Glacier National Park Conservancy
- Abbreviation: GNPC
- Formation: January 1, 2013; 13 years ago
- Merger of: Glacier National Park Fund; Glacier Natural History Association
- Type: 501(c)(3) Foundation
- Tax ID no.: 56-2579734
- Legal status: 501(c)(3)
- Purpose: Fundraising
- Headquarters: Columbia Falls, Montana
- Location: United States;
- Board Chair: Margaret Notley
- Executive Director: Doug Mitchell
- Website: https://glacier.org/

= Glacier National Park Conservancy =

Montana non-profit fundraising organization

The Glacier National Park Conservancy was established on January 1, 2013, from a merger of the Glacier National Park Fund (established in 1999) and the Glacier Association (established in 1941). The Glacier National Park Fund previously operated as a non-profit fundraising organization whose main goal was to raise money to support various needs of Glacier National Park, headquartered in West Glacier, Montana. In its history, the Glacier National Park Fund raised 3.5 million dollars.

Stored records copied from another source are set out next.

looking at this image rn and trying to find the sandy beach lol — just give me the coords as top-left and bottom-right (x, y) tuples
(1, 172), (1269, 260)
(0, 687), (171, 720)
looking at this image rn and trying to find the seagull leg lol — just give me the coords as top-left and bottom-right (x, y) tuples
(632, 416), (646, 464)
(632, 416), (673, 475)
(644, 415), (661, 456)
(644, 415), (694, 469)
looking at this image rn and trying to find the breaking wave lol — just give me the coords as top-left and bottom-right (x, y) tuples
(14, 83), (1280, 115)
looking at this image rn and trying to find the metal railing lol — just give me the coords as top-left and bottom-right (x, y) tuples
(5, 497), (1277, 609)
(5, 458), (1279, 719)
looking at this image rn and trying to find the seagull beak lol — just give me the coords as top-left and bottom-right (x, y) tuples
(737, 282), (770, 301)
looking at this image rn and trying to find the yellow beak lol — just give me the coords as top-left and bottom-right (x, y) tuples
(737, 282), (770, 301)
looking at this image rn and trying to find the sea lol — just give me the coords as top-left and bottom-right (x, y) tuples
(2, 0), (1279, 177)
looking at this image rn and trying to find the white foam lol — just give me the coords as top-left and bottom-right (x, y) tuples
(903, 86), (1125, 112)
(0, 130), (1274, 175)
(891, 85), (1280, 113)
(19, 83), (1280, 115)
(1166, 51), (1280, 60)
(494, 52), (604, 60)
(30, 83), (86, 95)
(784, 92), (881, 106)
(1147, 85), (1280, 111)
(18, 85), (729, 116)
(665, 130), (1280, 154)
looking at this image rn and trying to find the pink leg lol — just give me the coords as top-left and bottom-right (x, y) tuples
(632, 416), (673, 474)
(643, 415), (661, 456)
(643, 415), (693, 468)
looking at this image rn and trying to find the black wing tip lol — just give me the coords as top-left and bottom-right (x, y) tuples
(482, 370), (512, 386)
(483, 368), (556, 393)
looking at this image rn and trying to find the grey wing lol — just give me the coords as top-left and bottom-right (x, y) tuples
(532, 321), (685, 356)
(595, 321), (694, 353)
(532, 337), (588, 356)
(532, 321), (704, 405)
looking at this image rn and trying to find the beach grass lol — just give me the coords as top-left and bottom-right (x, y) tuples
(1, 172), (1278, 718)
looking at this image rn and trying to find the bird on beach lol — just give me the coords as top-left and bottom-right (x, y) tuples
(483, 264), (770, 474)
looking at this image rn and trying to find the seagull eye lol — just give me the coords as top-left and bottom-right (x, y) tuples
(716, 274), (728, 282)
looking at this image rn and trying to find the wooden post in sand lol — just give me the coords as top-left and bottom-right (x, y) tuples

The Glacier Association was founded in 1941 and incorporated in 1946 and provided funding from receipts received from book and merchandise sales at not only Glacier National park bookstores and visitor centers, but at other federal facilities including Flathead National Forest, Grant-Kohrs Ranch National Historic Site, and the Big Hole National Battlefield, all of which are located in the state of Montana.

The Glacier National Park Conservancy has provided funding for educational programs, the construction of handicapped accessible trails, updating facilities and for restoration of historic structures such as when the Sperry Chalet was nearly destroyed by the Sprague Fire in 2017.